AWS Nodes Stuck in Launching When Upscaling after Downscaling

How severe does this issue affect your experience of using Ray?

  • Medium: It contributes to significant difficulty to complete my task, but I can work around it.

I’m working with a cluster of on-demand nodes. I’ve noticed that when the cluster downscales, or when a node dies, the autoscaler seems unable to actually launch new nodes. ray monitor shows the workers as pending / launching indefinitely:

Healthy:
 1 ray_head
Pending:
 ray_gpu_worker, 5 launching
Recent failures:
 (no failures)

In the AWS console, I see the head node but there is absolutely nothing happening with the pending worker nodes.

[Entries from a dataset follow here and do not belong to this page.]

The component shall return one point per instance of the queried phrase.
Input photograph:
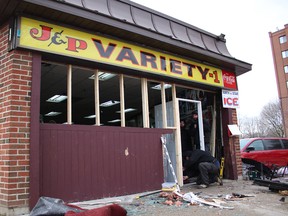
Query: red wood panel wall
(89, 162)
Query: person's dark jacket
(195, 157)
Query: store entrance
(192, 131)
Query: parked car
(265, 152)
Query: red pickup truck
(269, 151)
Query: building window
(283, 39)
(285, 54)
(286, 68)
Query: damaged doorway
(171, 141)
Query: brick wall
(15, 91)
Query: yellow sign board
(46, 37)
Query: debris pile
(178, 199)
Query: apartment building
(279, 47)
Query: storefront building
(89, 87)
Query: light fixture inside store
(103, 76)
(57, 98)
(115, 120)
(109, 103)
(158, 87)
(53, 113)
(127, 110)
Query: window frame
(282, 39)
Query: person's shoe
(219, 180)
(202, 186)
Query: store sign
(230, 99)
(60, 40)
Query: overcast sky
(246, 24)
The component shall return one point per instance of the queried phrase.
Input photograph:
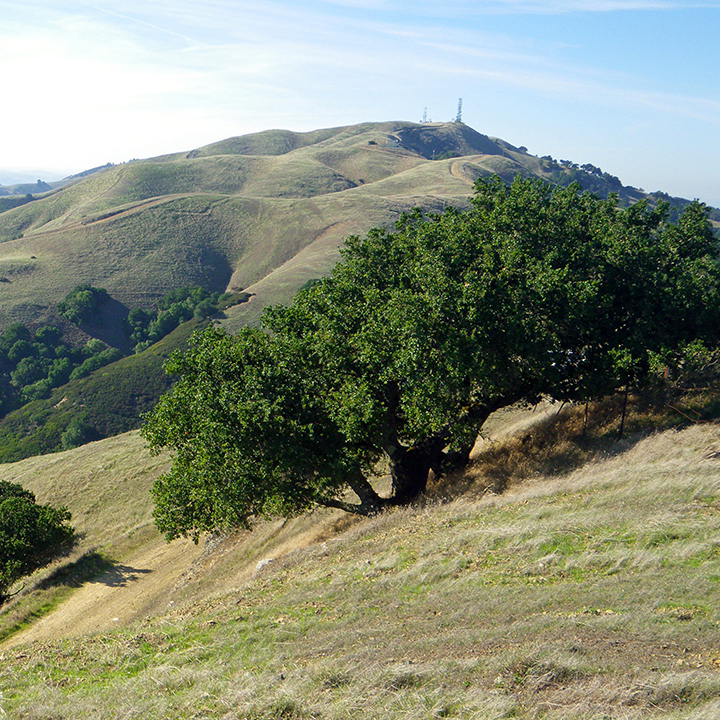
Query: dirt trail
(161, 577)
(127, 592)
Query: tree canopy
(416, 337)
(31, 535)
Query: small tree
(82, 303)
(416, 337)
(31, 535)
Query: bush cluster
(33, 364)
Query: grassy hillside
(229, 214)
(589, 592)
(107, 402)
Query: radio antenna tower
(459, 115)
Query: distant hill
(265, 211)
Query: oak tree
(415, 338)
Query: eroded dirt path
(128, 592)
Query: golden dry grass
(587, 593)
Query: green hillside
(232, 213)
(587, 592)
(265, 212)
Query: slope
(229, 214)
(590, 593)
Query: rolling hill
(264, 212)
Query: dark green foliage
(416, 337)
(32, 365)
(82, 303)
(77, 433)
(108, 402)
(31, 535)
(144, 328)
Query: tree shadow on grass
(553, 447)
(92, 567)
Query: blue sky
(630, 85)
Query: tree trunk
(370, 502)
(410, 468)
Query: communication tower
(459, 115)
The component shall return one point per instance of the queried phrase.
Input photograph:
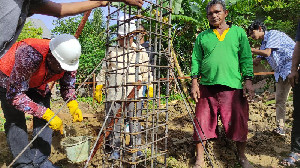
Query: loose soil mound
(264, 149)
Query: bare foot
(245, 163)
(199, 163)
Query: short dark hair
(255, 26)
(214, 2)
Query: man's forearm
(67, 9)
(264, 53)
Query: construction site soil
(264, 148)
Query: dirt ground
(264, 149)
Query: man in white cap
(25, 71)
(119, 69)
(14, 13)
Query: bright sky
(48, 20)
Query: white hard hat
(67, 50)
(125, 28)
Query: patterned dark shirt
(282, 50)
(27, 62)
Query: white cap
(67, 50)
(125, 28)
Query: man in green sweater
(222, 58)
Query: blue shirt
(282, 50)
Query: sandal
(279, 131)
(291, 160)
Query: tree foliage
(92, 40)
(29, 31)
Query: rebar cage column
(140, 131)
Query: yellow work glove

It’s not some AWS setting, since I can launch a fresh cluster just fine. And the cluster autoscales up just fine. I also don’t know where to get to find any more detailed logs to help diagnose.

Hi @mdagost. This sounds like a bug.
Are you able to reproduce this behavior each time the cluster downscales a node?
Would you mind opening a bug report issue on the Ray GitHub and tagging me (@DmitriGekhtman) on the issue?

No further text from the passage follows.